B. anthracis can also be used as a bioweapon.
Clinical features
The clinical features depend on the route of entry of spores to the body namely:
1. Cutaneous anthrax
This is the most common type and is frequently occupational or due to bioterrorism. The
spores enter into the skin, and a single lesion may develop as an irritable papule on an
oedematous haemorrhagic base. This lesion progresses to a depressed black eschar (Figure)
with infrequent pain.
2. Gastrointestinal anthrax
This type is associated with ingestion of contaminated meat food products. The caecum is
the site of infection leading to nausea, vomiting followed in 2-3 days by severe abdominal
pain and bloody diarrhea, with rapid development of toxaemia and death.
3. Inhalation anthrax
This type is very rare, associated with bioterrorism, and carries a high mortality rate of 50-
90%. After 3-14 days of exposure the patients develop fever, dyspnoea, cough, headache,
and symptoms of septicaemia.

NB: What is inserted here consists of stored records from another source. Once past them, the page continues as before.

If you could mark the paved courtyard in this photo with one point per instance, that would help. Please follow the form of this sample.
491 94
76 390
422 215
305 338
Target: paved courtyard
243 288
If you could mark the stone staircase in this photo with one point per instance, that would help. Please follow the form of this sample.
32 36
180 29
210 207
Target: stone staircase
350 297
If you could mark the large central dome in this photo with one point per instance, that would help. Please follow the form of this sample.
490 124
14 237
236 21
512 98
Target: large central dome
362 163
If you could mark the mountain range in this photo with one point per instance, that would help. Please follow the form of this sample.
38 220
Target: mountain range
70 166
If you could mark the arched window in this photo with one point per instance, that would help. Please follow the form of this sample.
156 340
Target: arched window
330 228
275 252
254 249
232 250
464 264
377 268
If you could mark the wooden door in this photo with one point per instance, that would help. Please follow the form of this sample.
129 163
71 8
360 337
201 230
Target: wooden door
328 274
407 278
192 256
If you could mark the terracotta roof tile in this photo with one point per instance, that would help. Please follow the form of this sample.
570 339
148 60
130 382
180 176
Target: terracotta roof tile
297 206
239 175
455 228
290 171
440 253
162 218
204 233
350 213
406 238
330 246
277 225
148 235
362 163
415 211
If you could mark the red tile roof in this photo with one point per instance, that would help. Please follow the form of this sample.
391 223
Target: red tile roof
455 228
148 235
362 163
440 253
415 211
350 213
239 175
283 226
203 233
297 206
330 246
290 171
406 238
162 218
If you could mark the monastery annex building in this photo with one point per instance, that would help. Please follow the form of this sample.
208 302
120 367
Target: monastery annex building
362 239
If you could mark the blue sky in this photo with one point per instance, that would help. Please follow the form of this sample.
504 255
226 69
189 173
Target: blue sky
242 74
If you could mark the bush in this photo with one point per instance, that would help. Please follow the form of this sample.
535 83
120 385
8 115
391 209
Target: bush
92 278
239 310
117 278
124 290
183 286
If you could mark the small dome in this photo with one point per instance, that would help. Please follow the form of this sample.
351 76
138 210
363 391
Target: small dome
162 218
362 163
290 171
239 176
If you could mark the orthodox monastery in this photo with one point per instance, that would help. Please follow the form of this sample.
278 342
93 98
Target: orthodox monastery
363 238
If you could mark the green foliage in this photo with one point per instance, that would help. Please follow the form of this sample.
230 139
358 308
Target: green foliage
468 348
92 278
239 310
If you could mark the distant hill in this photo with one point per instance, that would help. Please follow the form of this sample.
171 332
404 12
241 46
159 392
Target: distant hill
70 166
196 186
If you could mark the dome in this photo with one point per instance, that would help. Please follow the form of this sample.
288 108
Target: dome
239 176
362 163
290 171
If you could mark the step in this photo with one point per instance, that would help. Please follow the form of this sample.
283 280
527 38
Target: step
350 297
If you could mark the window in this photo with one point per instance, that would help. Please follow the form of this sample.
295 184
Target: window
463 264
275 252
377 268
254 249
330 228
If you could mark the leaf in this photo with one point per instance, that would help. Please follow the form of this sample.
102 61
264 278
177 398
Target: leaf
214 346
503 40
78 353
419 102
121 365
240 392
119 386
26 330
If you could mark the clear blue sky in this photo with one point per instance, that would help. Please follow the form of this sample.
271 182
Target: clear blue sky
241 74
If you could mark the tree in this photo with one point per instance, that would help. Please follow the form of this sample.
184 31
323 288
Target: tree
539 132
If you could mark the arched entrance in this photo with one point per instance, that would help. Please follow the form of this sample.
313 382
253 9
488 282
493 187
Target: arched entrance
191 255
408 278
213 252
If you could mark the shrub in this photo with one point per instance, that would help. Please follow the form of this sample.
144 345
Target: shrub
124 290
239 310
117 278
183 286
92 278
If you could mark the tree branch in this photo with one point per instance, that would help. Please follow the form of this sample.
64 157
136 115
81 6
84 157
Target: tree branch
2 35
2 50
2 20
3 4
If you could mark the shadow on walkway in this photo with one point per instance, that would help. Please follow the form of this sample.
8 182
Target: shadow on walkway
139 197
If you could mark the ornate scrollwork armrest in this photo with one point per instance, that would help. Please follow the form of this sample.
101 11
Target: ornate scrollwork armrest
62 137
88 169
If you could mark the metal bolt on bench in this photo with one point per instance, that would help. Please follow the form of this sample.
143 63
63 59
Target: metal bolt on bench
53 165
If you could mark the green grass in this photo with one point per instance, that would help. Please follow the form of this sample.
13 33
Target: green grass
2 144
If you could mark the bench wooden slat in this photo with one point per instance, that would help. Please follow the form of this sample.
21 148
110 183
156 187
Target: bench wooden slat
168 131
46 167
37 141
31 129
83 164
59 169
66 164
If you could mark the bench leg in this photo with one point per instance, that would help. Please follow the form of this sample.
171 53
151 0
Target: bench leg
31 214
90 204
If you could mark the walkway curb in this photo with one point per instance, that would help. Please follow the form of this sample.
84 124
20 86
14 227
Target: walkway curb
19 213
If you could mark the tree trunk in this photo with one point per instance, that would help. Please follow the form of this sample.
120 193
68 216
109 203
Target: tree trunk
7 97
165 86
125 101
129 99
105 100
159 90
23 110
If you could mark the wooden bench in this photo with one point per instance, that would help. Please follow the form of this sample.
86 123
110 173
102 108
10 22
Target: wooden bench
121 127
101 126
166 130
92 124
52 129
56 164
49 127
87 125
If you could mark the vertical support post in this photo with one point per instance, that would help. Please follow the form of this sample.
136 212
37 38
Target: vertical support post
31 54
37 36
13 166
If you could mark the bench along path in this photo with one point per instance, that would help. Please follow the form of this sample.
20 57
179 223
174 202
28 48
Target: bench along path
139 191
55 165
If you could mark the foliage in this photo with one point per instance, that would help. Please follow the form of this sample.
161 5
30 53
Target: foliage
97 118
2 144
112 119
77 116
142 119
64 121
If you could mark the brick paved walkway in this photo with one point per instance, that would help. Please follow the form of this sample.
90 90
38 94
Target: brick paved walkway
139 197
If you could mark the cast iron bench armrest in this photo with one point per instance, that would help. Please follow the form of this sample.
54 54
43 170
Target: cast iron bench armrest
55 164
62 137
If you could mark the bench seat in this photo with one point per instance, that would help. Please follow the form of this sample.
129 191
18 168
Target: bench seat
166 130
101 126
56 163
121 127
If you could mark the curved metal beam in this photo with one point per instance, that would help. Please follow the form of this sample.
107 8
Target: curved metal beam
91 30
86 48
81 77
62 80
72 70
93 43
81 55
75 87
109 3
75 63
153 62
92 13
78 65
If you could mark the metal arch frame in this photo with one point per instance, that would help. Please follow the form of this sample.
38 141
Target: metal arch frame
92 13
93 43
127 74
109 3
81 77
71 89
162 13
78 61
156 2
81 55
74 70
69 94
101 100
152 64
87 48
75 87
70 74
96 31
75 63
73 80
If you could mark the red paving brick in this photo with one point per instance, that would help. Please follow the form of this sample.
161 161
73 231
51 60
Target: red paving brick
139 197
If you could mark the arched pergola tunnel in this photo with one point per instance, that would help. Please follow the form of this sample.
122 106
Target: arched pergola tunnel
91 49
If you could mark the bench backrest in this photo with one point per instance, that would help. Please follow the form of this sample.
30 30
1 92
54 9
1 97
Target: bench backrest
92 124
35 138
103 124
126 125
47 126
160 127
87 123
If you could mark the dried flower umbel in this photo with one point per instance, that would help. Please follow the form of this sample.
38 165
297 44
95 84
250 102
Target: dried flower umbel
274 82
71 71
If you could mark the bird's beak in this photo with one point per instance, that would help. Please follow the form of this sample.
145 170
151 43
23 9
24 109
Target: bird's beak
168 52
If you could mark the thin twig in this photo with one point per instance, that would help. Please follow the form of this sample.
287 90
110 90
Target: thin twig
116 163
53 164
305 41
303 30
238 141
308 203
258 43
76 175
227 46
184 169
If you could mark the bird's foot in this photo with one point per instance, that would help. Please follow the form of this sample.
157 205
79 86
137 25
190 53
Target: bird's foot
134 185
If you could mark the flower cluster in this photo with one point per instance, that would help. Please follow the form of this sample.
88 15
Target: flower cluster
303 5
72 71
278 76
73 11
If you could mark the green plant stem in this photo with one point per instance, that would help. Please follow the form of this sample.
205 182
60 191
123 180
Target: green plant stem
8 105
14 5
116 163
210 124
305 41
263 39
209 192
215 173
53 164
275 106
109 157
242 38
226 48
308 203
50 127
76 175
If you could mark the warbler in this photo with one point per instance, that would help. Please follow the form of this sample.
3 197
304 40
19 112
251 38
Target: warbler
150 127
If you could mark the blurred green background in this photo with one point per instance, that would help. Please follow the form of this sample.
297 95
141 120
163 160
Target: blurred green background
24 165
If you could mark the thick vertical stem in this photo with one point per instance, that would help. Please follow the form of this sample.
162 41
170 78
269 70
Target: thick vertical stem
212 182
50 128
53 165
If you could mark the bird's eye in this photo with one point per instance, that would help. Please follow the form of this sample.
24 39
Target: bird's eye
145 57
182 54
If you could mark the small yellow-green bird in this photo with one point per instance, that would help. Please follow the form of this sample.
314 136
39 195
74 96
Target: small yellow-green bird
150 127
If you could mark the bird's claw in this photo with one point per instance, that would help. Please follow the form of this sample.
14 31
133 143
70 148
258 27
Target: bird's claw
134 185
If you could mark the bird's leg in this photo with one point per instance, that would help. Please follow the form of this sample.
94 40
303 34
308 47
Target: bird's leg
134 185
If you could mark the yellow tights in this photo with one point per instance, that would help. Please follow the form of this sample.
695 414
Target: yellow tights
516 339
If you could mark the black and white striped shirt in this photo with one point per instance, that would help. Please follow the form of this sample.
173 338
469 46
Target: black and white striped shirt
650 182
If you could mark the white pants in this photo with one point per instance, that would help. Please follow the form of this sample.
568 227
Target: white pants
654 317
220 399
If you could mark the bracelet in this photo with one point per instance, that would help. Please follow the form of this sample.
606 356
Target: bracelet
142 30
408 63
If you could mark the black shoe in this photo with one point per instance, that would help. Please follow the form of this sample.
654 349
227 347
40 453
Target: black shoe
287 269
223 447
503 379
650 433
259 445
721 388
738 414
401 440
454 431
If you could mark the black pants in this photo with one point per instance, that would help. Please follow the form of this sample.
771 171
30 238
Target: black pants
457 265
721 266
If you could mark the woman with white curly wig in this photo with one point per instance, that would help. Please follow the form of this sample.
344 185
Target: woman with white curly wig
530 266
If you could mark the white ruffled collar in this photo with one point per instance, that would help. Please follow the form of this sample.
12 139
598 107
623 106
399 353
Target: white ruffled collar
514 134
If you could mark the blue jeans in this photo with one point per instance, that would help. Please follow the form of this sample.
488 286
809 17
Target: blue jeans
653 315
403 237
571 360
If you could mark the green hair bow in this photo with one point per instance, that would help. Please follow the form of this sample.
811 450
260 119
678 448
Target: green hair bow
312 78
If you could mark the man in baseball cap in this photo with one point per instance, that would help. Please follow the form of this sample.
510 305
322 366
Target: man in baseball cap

The CXR shows widening of the mediastinum and pleural
effusions (haemorrhagic, Figure). Meningitis may develop.
Management
Skin lesions are curable with early antibiotic therapy, and B. anthracis can be cultured from
these lesions:
1. Ciprofloxacin 500 mg 12-hourly, then change if susceptible, to benzyl penicillin 2.4 g I.V.
4-hourly or phenoxy-methylpenicillin (penicillin V) 500-1000 mg 6-hourly for 10 days.
Addition of an aminoglycoside improves the outcome (synergism).
2. Ciprofloxacin or doxycycline 12-hourly orally is added for 2 months in case of possibility
of inhalation form in bioterrorism.
3. Prophylactic ciprofloxacin is used for high risk exposure.